Everything was forever, until it was no more
(2025)

‘Everything Was Forever, Unitl It Was No More’ challenges the notion of preservation in museums. Preserving is not always the same as caring. Focused on colonial toxicity, the work focusses on the practice by museums to kill certain living things, like insects, in order to preserve objects. Institutions such as museums have applied various preservatives, including DDT (dichlorodiphenyitrichloroethane), from the 1940s to 1970s, to protect artifacts from decay and insects. While DDT ensured the artifacts’ longevity, it also rendered them toxic.

I investigate how conservation practices are based on a hierarchical understanding of living worlds where some lives need to be killed in order to save others. The result of this approach is that some objects cannot be returned to their places of origin: to return them would be the return of the toxic, harmful, white crystallized poisons.
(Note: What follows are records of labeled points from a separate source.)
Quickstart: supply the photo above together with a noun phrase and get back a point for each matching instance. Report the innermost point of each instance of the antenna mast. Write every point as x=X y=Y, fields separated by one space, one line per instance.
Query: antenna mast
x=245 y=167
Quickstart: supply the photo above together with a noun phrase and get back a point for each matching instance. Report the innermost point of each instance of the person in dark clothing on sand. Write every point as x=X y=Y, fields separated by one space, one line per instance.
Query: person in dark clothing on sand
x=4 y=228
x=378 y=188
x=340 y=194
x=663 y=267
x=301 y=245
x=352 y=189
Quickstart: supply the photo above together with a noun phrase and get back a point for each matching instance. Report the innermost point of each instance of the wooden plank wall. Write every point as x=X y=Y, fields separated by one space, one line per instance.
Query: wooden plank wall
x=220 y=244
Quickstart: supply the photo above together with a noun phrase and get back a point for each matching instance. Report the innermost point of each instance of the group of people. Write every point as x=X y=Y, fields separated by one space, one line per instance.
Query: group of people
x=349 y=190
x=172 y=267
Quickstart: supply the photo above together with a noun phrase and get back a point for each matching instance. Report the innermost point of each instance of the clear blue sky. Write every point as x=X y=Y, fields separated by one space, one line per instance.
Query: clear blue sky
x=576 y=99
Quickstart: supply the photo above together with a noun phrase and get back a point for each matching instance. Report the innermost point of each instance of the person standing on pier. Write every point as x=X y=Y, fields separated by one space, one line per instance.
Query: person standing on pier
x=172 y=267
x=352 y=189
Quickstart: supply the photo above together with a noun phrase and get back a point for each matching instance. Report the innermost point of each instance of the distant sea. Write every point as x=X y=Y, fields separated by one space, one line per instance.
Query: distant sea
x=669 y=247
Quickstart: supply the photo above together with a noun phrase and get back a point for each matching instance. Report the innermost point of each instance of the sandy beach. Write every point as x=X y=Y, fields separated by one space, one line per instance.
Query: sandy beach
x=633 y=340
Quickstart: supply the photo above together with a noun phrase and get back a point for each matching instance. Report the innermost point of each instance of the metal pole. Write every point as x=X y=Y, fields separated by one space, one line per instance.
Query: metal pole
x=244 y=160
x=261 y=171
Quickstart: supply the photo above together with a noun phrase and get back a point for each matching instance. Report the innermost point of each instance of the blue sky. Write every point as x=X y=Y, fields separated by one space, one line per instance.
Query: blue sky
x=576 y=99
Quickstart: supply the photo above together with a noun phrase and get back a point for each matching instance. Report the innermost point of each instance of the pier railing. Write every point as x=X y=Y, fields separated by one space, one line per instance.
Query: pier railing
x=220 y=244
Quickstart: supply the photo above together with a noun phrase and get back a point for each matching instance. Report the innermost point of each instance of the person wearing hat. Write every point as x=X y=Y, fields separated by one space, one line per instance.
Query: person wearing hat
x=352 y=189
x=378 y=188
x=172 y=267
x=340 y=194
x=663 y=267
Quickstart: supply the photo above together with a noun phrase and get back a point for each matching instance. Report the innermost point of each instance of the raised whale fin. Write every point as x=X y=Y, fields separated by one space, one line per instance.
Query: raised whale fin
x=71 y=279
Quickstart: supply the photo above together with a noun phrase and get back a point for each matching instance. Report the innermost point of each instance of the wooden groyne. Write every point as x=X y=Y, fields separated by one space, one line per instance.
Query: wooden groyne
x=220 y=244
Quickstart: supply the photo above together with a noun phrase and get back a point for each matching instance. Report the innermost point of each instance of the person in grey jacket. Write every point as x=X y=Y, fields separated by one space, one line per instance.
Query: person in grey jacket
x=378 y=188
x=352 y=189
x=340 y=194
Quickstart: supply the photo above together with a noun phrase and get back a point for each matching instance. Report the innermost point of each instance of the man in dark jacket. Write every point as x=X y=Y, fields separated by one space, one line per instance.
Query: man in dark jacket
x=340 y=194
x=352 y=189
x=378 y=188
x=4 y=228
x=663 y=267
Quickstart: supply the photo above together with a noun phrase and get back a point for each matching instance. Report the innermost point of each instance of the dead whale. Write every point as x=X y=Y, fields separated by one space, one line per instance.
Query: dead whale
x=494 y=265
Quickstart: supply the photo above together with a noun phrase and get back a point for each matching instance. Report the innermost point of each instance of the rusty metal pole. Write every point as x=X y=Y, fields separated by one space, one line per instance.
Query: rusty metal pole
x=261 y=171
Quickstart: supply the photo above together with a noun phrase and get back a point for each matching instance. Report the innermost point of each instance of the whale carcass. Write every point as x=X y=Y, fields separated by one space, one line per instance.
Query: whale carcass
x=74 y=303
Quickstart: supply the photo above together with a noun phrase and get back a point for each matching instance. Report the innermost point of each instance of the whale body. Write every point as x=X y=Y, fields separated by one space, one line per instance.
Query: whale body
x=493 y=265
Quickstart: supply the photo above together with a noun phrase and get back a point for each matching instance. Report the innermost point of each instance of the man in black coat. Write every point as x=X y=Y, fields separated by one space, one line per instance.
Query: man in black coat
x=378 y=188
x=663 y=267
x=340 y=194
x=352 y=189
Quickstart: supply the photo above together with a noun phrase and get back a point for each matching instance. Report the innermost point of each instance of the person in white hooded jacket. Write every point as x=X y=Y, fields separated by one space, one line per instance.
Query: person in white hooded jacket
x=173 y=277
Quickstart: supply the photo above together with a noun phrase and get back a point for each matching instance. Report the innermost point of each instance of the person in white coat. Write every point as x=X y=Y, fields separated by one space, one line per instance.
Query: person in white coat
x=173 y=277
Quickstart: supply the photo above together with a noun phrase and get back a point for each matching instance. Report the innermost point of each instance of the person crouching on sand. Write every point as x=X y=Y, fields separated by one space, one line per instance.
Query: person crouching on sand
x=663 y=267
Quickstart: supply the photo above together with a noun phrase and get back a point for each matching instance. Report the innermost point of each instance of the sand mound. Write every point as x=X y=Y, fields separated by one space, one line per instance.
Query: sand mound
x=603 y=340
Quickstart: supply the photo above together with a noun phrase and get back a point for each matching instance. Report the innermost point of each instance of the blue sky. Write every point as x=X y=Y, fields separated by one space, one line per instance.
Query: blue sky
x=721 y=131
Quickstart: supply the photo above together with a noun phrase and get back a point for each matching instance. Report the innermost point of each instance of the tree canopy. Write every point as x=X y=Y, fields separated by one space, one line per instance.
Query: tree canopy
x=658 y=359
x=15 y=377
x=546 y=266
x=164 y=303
But the use of DDT was not just about preservation in museums. It was also tied to other colonial practices intended to modernize, or supposedly improve, local conditions. Colonial powers frequently assumed their dominance would endure forever, often ignoring local ecologies and traditions. These powers used poison in agriculture but also in warfare. The objects’ prolonged toxicity perpetuates the influence of colonialism far beyond the timeline of direct rule. The title, Everything Was Forever, Until It Was No More, captures this paradox: colonial institutions aspired to achieve permanence but in so doing forever altered these objects’ compositions.

Through a microscopic examination of the museum, I discovered the invisible, unrecognized, and unregistered forms of life. In the video, I allow these microbes to work inside diverse bodies including my own as well as the bodies of objects. I imagine intimate contact with these microbes, hosting them and collaborating with them.

On another level, I speculates in this work about the links between the beings that preservation kills and those unseen beings living in the water droplets from the plumbing of Wereldmuseum Amsterdam. It is a search for living things in a space of death. It asks what happens if the museums really embrace and nurture life over death.

Everything was forever, until it was no more has been comissioned by Pressing Matter, NL, 2023-2025.